Archaeological period in parts of Europe

The Blatnica-Mikulčice horizon is an early medieval archaeological horizon of metalwork. It emerged in the regions north of the Middle Danube – in present-day Czech Republic and Slovakia – following the fall of the Avar Khaganate in the early 9th century. The most featuring "Blatnica-Mikulčice" finds are swords with exquisite decorations from graves of male warriors.

The name of the horizon is derived from the archeological localities in Blatnica (Slovakia) and Mikulčice (Czech Republic). The artifacts (allegedly) from Blatnica were unearthed already in the 19th century and contained forgings of the late Avar type, forgings of the local provenance and a Carolinian sword. Even if it was in doubt whether all of them are from the same depot and really from Blatnica, most archeologists adopted a theory that they are from the same "ducal" grave. In the 1930s, a Hungarian archeologist Nándor Fettich dated artifacts to the turnover of the 8th/9th century assuming their common origin and synthetic style. His dating was accepted also by the Czechoslovak experts. In the 1960s, a Czech archeologist Josef Poulík associated some of new findings in Mikulčice with those from Blatnica and a further research of old Slavonic stronghold in Pobedim (Darina Bialeková) contributed to the establishment of the term.

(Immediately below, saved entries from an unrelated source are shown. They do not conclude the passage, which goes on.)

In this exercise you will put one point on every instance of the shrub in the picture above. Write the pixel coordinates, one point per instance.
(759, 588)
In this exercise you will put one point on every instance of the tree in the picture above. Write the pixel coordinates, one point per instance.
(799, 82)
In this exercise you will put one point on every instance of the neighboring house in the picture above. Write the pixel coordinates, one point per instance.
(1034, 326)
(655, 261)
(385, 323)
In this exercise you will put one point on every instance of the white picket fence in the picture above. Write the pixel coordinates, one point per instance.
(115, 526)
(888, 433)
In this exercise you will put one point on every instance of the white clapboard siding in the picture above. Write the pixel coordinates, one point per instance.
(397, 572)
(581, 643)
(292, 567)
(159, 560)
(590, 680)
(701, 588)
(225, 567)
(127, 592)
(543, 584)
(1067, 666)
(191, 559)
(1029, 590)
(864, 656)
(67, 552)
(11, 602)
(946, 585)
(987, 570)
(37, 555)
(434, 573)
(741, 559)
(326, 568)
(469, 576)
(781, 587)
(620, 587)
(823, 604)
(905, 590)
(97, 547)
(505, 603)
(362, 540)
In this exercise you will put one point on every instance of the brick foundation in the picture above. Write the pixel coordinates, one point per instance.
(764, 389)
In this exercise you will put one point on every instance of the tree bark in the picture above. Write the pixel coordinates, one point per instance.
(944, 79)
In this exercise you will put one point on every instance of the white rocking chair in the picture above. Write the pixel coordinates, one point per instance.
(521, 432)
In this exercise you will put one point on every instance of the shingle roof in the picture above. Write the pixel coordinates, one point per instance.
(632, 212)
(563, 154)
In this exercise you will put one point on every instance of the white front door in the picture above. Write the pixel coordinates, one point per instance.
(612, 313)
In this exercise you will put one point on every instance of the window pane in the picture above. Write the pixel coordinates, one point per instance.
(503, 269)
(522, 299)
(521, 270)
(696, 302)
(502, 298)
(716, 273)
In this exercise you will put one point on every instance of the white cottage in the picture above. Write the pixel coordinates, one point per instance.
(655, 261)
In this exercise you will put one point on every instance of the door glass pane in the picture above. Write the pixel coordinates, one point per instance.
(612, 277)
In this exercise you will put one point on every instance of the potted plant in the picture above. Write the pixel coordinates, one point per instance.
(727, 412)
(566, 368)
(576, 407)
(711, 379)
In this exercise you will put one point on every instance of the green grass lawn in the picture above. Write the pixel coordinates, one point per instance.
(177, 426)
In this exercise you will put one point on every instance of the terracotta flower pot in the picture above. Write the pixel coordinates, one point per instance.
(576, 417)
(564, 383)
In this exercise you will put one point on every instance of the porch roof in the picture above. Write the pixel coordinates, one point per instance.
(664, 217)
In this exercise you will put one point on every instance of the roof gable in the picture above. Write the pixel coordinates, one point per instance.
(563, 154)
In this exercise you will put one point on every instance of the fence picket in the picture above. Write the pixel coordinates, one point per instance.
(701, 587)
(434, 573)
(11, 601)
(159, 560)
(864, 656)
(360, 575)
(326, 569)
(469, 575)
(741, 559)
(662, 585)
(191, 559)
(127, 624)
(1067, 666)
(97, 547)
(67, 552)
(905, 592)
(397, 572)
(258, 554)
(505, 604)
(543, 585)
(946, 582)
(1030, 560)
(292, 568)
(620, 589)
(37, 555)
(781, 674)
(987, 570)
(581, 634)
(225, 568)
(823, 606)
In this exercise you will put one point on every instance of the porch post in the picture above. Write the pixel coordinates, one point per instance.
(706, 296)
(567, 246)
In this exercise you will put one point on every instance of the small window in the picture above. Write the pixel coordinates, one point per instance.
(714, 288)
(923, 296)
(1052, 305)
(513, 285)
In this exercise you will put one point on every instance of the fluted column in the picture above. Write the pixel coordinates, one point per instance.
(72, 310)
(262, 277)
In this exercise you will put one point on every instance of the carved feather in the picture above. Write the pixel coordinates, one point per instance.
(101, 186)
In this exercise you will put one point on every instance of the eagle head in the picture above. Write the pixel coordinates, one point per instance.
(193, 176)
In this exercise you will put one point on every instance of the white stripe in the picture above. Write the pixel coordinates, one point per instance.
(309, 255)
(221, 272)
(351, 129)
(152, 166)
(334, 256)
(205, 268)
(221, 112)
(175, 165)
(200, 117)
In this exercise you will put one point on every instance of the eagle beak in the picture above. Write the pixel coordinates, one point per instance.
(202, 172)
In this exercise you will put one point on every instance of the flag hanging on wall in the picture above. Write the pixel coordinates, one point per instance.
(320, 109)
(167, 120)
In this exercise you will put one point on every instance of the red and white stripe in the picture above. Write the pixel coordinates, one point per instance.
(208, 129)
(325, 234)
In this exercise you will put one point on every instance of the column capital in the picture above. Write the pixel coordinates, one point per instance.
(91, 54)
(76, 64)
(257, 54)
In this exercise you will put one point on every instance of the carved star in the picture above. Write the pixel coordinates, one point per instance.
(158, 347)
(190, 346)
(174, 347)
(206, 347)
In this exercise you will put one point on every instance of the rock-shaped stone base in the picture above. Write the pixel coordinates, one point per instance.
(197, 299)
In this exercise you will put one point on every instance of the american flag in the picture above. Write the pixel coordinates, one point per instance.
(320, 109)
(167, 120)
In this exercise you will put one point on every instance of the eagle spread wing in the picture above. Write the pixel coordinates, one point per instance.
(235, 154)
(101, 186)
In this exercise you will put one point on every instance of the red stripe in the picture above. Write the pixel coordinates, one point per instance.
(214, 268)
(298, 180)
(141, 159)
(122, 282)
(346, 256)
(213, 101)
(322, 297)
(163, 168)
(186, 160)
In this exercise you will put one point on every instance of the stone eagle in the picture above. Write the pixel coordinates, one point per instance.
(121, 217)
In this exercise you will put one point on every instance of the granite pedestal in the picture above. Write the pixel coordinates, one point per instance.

The concept of Blatnica-Miklučice horizon belonged for a long time to cornerstones of the Czechoslovak archeology and influenced dating of several early settlements in Czechia and Slovakia, but also in other Central-European countries. Although the term is still in use, it is target of serious criticism and also according to Bialeková it is not sustainable in the present state of research. The dating is nowadays validated by methods like dendrochronology or radiocarbon dating and in some cases they led to re-evaluation of chronology (e.g. Pohansko, Pobedim).